I haven't been prescribed bone protection medication, so I have a calcium rich diet (the yoghurt, milk and cheese) plus oily fish such as sardines, mackerel, salmon, at least 3 times a week.

Haven't tried Rapeseed Oil but do stick to Extra Virgin Oil.

Do have seeds with the muesli, plus almonds, walnuts, brazils in moderation.

Yes to various coloured fruit and veg - daily broccoli, sweet potatoes, carrots, spinach, butternut squash (always steamed to preserve the nutrients). Big bowl of strawberries, raspberries and blueberries made on Sunday makes healthy puddings for a few days - my husband has creme fraiche on top but I have the yoghurt. Strawberries are very anti-inflammatory. However, I gather that mango and banana are inflammatory foods, so only one banana a week for me!

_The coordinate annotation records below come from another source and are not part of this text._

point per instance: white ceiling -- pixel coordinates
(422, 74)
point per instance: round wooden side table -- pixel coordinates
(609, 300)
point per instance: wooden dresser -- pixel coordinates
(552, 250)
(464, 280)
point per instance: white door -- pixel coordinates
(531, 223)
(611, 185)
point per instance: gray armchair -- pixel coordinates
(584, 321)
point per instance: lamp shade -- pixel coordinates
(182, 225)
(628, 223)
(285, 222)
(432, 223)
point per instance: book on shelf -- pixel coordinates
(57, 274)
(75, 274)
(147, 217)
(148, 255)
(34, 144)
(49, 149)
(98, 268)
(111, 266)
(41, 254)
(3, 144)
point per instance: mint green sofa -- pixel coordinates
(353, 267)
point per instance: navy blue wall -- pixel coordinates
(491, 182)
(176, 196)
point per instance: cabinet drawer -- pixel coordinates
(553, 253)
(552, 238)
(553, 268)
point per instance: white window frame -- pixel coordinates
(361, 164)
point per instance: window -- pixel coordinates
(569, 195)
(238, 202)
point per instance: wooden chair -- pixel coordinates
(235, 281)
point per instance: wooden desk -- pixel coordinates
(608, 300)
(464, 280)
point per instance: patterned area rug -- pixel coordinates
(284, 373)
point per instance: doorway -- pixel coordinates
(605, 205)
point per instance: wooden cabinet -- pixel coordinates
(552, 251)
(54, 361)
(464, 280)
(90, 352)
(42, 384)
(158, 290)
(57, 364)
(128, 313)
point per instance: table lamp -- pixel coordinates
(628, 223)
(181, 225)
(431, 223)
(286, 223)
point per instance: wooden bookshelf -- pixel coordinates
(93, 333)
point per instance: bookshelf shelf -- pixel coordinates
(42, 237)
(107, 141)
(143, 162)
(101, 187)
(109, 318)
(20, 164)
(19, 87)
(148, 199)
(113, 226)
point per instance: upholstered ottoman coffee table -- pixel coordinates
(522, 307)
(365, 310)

As regards, sweet potatoes, red onions and turmeric - YES, YES, YES, daily if possible.

Well, I hope you find this useful and that one day we can all get togther and say we are completely free of these horrible conditions.........and that maybe it wasn't just down to the steroids!

Best wishes,

MrsO

Hello to all.

Really interesting reading.

I was diagnosed with Fibromyalgia in June this year - but have just found out that I was also diagnosed with PMR too. Nobody had informed me of this and I have not been started on any treatment - i really need to see someone and discuss this!!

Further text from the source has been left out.